On Sat, Jan 22, 2011 at 1:51 AM, Dave Abrahams <dave@boostpro.com> wrote:
At Sat, 22 Jan 2011 01:14:38 +0800, Dean Michael Berris wrote:
4. Looks like a real STL container except the iterator type is smarter than your average iterator.
Encoding is a matter of external interpretation and I think should not be part of a string's interface. You can have wrappers that interpret a string as a UTF-* string.
What does it iterate over? chars? code points? characters? Something else?
I can see basically a way of saying what you want when you want to get an iterator from it -- by default though a call to '.begin()' will return an iterator characters (just so you don't break compatibility with std::string).
Then you mean an iterator over chars, not characters.
Yeah, over chars. :)
The iterator can store a reference to the original string and when advanced, can do the appropriate interpretation of the string in context.
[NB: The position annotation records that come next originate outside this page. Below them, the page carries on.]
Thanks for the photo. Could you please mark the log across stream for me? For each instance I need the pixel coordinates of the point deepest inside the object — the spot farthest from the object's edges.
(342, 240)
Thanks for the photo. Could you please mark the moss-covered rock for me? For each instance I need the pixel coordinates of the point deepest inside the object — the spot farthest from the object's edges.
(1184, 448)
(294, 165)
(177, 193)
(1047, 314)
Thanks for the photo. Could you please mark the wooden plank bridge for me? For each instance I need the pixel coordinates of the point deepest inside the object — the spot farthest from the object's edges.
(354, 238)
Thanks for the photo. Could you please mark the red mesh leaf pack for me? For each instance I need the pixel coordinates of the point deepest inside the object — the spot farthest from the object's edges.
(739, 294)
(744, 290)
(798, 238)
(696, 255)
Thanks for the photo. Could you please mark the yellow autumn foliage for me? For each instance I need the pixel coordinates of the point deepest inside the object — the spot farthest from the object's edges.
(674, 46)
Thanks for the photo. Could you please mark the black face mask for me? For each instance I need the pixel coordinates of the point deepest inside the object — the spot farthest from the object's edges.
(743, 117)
If you wanted a code point iterator, you'd get the code point iterator. If you wanted a character based on a certain encoding then you can have a special iterator for that. An iterator would also know whether it was out of bounds.
This allows people to write code that dealt with code points, characters (based on the encoding), and raw data if absolutely necessary.
Hmm, I'm just not sure whether these are useful. The iterators to be supplied (if any) should IMO be dictated by the needs of real algorithms.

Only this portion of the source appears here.